Aonde eu deixei mesmo?

Toda vez que saio com as crias tenho que levar a tal sacola que tem, entre tantos badulaques, as fraldas, a fralda de pano, lencinhos umedecidos, lencinhos de papel, uma muda de roupas para cada um, um kit primeiros socorros, pares extras de meias, cuecas e calcinhas; garrafas de água, chupeta, lanche, etc. Em outra sacola vão os carrinhos, baldes e pás, bichos de estimação e seja-lá-o-que-eles-resolverem-levar também naquele dia. Tem também minha bolsa. Pareço uma cigana vagando pelas areias do parquinho. 
Essa é a razão pela qual eu não compro mais nada caro nem de marca, nem para mim nem para as crias. O motivo é muito simples: administrar toda essa tralha requer tamanho esforço que um terço nunca volta para casa. O inventário é próximo ao do Carrefour. Eles tem pessoas especializadas para fazer isso, programas de computador e rede integrada. Eu tenho o Tico ou o Teco.
Da parte deles : o divertimento da cria menor no momento é enterrar os carrinhos favoritos que ele não pode dormir sem a companhia pela areia como se fossem ossos de cachorro para ver se ele consegue achar dois dias depois (há há. Só rindo para não chorar com a cena da Flavia de gatinhas fazendo buracos com a pázinha pela areia tentando recuperar o Macqueen para que esse moleque não surte na hora de dormir mais tarde.).

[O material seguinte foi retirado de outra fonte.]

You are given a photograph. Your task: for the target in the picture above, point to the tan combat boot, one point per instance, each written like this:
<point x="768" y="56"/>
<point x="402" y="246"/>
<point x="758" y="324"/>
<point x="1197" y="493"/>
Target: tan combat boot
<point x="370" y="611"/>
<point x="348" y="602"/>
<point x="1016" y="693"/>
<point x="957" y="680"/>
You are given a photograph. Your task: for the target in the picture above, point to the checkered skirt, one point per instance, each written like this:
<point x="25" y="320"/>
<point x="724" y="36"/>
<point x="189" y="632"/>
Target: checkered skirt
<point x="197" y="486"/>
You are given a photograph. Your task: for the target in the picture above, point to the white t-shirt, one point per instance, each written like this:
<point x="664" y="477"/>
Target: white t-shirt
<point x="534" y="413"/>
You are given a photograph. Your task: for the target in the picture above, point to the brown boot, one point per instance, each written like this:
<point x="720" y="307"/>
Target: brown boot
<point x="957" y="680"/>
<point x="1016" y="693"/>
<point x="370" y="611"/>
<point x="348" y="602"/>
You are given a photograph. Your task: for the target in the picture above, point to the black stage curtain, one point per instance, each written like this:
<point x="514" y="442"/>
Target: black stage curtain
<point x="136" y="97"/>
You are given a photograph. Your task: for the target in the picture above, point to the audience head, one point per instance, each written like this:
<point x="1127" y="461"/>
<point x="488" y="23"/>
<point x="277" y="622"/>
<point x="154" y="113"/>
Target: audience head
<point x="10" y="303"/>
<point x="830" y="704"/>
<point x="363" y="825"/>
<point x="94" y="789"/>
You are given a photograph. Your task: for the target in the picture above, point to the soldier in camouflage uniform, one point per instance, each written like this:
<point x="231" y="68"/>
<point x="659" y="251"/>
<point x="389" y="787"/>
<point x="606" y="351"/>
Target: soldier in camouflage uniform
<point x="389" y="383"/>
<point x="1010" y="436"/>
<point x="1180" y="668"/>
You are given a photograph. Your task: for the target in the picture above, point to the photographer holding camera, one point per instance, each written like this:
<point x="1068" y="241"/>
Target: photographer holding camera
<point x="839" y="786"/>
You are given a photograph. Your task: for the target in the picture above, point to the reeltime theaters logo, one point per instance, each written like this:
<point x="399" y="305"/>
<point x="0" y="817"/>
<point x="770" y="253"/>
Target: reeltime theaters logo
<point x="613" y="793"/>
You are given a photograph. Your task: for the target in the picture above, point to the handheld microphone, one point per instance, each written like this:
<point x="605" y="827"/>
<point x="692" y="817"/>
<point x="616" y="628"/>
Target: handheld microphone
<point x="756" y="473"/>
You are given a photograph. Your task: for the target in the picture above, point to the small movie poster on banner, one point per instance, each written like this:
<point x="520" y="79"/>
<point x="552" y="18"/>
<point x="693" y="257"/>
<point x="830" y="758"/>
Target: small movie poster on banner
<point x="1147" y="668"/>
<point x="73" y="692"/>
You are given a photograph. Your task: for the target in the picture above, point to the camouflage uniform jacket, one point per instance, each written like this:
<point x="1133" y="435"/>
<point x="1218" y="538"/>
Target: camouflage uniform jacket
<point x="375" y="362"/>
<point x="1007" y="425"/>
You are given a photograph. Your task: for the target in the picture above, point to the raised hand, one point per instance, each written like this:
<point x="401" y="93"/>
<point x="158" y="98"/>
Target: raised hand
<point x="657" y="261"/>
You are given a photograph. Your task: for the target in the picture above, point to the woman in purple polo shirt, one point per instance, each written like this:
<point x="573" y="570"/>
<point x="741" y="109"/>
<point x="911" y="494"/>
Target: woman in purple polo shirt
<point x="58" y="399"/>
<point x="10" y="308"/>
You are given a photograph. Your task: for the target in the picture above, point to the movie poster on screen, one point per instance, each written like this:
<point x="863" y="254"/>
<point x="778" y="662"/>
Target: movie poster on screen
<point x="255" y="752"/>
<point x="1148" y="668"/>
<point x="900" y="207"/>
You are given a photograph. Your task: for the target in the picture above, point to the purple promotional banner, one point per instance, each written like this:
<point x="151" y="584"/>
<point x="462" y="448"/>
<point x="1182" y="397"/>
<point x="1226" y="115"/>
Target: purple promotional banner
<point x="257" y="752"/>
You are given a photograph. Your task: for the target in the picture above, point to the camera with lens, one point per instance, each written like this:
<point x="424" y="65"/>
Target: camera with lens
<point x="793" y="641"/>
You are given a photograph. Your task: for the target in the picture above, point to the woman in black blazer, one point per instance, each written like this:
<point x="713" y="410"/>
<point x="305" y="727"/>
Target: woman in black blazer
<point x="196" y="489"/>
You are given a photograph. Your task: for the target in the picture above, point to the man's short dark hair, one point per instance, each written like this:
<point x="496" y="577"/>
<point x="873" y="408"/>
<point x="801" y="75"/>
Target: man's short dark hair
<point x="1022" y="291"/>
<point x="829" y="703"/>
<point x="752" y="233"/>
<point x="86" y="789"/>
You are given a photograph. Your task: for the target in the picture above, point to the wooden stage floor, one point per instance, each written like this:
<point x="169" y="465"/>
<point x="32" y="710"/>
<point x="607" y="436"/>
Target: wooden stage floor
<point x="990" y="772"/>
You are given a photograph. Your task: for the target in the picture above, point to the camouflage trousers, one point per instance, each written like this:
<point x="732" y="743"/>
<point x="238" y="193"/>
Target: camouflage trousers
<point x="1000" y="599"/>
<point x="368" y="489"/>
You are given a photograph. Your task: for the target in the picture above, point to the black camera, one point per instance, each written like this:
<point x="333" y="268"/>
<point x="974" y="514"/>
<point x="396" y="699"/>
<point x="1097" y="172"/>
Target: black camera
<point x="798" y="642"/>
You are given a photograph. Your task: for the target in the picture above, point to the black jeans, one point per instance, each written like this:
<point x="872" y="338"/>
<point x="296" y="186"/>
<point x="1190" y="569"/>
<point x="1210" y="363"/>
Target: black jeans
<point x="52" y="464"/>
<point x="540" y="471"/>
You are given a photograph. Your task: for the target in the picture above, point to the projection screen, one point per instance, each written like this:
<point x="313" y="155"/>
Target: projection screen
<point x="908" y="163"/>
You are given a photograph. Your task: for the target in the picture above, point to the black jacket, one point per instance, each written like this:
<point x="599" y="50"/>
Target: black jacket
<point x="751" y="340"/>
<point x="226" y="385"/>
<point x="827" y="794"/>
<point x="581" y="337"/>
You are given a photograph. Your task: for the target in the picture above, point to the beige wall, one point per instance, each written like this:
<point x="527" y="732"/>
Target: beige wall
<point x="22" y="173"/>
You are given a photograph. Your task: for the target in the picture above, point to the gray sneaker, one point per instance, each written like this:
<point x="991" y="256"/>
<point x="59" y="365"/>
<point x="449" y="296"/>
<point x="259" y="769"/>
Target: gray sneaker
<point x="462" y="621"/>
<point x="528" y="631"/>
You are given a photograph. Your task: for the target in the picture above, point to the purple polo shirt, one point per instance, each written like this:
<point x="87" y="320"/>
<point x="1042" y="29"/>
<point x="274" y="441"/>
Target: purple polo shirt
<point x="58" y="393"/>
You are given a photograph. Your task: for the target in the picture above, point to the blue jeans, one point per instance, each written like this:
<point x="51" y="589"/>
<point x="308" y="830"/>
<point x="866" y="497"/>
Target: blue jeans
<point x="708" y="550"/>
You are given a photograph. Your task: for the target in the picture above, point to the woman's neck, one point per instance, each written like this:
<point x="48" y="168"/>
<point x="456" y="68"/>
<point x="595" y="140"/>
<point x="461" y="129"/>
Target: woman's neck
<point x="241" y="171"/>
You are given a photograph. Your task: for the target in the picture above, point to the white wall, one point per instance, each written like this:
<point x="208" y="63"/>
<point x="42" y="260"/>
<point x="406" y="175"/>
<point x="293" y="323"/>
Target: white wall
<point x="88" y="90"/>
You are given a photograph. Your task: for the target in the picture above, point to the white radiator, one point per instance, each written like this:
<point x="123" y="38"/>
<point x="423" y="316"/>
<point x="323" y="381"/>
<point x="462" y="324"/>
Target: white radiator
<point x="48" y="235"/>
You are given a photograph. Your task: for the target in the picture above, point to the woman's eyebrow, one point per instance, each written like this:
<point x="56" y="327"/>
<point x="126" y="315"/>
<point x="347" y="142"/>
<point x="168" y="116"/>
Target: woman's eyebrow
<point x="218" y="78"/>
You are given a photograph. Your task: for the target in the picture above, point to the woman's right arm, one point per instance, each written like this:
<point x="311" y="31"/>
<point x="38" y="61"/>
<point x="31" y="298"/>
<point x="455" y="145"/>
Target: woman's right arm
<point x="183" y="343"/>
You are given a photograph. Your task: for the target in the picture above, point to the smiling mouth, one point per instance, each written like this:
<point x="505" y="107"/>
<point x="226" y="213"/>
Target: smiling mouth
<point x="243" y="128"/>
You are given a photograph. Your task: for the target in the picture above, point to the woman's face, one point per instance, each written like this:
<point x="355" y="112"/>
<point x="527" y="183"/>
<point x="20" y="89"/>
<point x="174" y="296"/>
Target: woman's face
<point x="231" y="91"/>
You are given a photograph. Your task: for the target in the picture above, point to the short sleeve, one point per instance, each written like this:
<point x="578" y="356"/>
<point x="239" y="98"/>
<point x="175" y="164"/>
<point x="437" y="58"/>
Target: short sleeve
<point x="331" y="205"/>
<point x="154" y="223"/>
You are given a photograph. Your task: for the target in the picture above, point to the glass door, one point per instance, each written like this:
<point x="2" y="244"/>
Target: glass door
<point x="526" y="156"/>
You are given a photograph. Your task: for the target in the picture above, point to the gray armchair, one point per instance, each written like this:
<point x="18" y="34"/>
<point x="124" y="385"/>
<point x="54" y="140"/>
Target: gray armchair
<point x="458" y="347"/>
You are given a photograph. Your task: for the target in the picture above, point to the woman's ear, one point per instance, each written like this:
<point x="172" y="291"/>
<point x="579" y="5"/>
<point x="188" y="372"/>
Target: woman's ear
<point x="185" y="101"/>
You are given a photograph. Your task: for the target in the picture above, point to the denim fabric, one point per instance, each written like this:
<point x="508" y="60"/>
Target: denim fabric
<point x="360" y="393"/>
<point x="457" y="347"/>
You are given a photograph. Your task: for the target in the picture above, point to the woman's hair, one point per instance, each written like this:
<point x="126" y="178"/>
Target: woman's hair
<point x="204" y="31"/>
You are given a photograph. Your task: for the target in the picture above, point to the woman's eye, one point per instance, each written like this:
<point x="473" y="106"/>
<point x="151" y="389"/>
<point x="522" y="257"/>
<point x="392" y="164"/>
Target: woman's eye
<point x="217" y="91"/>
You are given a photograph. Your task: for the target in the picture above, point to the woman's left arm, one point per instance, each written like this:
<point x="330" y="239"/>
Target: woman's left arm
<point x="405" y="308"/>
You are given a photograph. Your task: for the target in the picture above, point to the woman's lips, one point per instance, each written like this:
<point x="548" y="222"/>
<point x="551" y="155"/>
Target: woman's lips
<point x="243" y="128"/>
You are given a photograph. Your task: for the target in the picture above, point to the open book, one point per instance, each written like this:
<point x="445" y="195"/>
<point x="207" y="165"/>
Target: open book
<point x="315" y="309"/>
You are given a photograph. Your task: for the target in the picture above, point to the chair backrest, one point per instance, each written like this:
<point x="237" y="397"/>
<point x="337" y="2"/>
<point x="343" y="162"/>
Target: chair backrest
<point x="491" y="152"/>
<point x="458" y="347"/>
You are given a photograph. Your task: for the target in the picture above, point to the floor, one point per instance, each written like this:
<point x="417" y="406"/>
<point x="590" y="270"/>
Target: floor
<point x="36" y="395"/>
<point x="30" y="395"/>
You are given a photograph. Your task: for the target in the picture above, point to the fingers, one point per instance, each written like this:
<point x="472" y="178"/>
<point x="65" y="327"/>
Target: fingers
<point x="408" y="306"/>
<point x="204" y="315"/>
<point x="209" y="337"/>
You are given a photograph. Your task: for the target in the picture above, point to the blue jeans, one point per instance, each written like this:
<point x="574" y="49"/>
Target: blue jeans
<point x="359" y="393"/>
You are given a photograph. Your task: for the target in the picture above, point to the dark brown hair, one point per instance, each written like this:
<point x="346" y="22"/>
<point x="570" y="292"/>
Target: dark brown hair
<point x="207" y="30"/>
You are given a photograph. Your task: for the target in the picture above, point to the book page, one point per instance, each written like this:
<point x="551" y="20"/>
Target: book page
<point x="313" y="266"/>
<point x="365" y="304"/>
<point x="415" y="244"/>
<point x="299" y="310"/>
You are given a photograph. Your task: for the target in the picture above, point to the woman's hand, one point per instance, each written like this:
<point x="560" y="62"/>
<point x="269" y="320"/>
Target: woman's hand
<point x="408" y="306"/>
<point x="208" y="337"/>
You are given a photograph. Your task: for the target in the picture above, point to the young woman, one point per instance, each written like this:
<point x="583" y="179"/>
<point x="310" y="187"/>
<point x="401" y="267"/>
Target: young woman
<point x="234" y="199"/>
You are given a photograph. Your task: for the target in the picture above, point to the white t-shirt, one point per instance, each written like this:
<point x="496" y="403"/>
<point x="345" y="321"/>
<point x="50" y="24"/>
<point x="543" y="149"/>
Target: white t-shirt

A cria maior por sua vez coleciona qualquer papelzinho que é distribuído pelo trânsito-ela tem uma coleção de anúncios de construções de prédios e outra de desentupidores e dedetização que devem valer uma fortuna no Ebay. Duas semanas depois de me obrigar a pegar vários deles ela me pergunta aonde está aquele assim-assim que ela não consegue achar de jeito nenhum (porque eu joguei fora, evidentemente) e ela tinha deixado alí, ó.
Da minha parte: se vou ao banheiro lavar as mãozinhas cheias de lama de algum deles, o anel fica na pia. Se preciso tirar os óculos escuros para que eles não caiam quando estou abaixada fazendo bolos de areia, é lá mesmo que eles ficam. Se tirei o casaco e deixei no banco para poder me movimentar com mais conforto enquanto corro atrás deles como se fosse o lobo mau, a campanha do agasalho me agradece. Meu guarda-roupa diminuiu significativamente de tamanho desde que me tornei mãe.
Meu consolo é que, colocando as coisas em proporção real, nada disso tem muita importância. A gente pode repor tudo isso. Até mesmo a Sally que ficou enterrada na areia-a gente vai fazer o impossível, até mesmo bater na porta da Ri Happy às 8 da noite para conseguir outra a tempo da cria ir dormir.
A gente perde outras coisas também: a paciência, o sono, a segurança, o bom-humor, a auto-estima. 
O que não tem substituição é o sorriso de nossos filhos, mesmo com a boca quase sem dentes. E esse a gente nunca, nunca vai perder.


                                                                                            Para Thula.